But thanks to web 2.0, most of the time nowadays it does not work. Why? Because the data is actually not contained in the HTML itself but put there by a script (usually Javascript) that is run by your browser when you go on the page itself. Meaning that if you try to get it from R, which is not a browser, you'll see squat. Luckily, enter headless browsers. What they are, are command-line tools that mimic browsers by executing this kind of scripts. Personally I use phantomJS because it is the easiest for me to use given i don't really know Javascript that much. So, once you installed phantomJS, all you need to do is write a little script that just reads in the page, processes it and outputs the result as a pure HTML page. Here, as an example, a script I wrote a year or two ago, for a colleague, that grabs data from the website of the IUCN red list:
# The page you want to process
url <- "https://www.iucnredlist.org/species/1301/511335"

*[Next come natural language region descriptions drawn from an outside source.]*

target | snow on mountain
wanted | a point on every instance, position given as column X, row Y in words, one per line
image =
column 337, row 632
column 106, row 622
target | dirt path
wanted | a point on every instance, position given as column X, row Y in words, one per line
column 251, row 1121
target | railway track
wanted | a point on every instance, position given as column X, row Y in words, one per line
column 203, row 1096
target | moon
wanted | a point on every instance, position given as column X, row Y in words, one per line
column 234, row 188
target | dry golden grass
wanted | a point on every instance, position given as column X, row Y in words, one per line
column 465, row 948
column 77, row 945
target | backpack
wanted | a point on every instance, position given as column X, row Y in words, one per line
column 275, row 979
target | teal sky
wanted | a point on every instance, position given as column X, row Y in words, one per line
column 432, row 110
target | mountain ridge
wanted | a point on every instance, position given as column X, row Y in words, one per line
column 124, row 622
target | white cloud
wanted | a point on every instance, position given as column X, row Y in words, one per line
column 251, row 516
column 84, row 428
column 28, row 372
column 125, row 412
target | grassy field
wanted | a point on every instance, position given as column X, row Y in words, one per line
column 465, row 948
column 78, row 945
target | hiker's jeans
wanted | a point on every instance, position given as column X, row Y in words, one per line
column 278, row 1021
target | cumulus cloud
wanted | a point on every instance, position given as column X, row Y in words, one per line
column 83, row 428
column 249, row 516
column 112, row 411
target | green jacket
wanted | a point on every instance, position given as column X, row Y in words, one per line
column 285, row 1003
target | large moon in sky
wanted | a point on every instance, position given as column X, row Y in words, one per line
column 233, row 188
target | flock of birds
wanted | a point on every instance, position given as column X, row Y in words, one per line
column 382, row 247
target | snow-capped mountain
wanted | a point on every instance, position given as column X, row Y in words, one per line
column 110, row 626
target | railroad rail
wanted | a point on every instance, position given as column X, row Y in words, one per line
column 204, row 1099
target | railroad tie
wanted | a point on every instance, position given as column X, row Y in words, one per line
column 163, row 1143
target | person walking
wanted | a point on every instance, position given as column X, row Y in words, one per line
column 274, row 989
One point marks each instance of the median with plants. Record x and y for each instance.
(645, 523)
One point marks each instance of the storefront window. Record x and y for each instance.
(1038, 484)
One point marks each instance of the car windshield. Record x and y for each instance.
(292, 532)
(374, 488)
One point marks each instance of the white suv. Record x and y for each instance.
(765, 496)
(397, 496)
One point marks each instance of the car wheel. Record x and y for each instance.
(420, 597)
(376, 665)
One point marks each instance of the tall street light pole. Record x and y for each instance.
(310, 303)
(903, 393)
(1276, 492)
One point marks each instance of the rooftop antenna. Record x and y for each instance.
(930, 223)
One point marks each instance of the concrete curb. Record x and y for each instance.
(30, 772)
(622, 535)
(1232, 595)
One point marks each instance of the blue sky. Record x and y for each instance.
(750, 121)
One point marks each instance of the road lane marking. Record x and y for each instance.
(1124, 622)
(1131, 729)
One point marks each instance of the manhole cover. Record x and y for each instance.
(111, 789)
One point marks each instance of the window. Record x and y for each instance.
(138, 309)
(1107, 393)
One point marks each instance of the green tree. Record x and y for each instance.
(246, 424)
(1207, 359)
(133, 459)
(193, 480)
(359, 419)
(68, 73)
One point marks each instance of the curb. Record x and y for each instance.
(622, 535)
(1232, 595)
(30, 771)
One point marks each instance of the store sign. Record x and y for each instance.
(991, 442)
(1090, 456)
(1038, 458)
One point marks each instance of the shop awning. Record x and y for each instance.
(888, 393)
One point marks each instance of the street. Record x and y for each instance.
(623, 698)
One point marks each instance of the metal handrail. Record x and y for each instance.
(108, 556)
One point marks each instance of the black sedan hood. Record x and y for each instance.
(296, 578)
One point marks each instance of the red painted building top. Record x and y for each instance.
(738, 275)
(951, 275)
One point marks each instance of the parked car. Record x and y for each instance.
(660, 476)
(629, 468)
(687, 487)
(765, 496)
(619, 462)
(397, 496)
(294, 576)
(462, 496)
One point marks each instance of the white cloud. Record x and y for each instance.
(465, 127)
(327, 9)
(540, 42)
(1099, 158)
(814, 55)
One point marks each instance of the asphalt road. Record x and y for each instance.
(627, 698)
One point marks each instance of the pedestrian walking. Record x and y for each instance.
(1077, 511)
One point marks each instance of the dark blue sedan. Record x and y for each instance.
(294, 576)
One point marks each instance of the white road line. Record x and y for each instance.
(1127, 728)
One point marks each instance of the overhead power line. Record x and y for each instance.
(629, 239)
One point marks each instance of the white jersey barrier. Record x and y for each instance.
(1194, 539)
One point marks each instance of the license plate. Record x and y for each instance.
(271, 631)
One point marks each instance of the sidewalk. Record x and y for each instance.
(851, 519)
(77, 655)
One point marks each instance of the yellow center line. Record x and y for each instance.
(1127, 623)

# Name of the intermediary file
out <- "species.html"
# A little bit of metaprogramming here:
j <- sprintf("var url ='%s';
var page = new WebPage()
var fs = require('fs');
page.open(url, function (status) {
just_wait();
});
function just_wait() {
setTimeout(function() {
fs.write('%s', page.content, 'w');
phantom.exit();
}, 2500);
}", url, out)
# Save that to a file
cat(j, file="scrape.js")
# Asks your shell to run phantomJS on that script
system("phantomjs scrape.js")
# Read in the resulting file
h <- htmlParse("species.html")
# and pick whatever info you wanted in the first place (here using xpath)
xpathSApply(h, "//div[@id='threats-details']//div[@class='text-body']", xmlValue)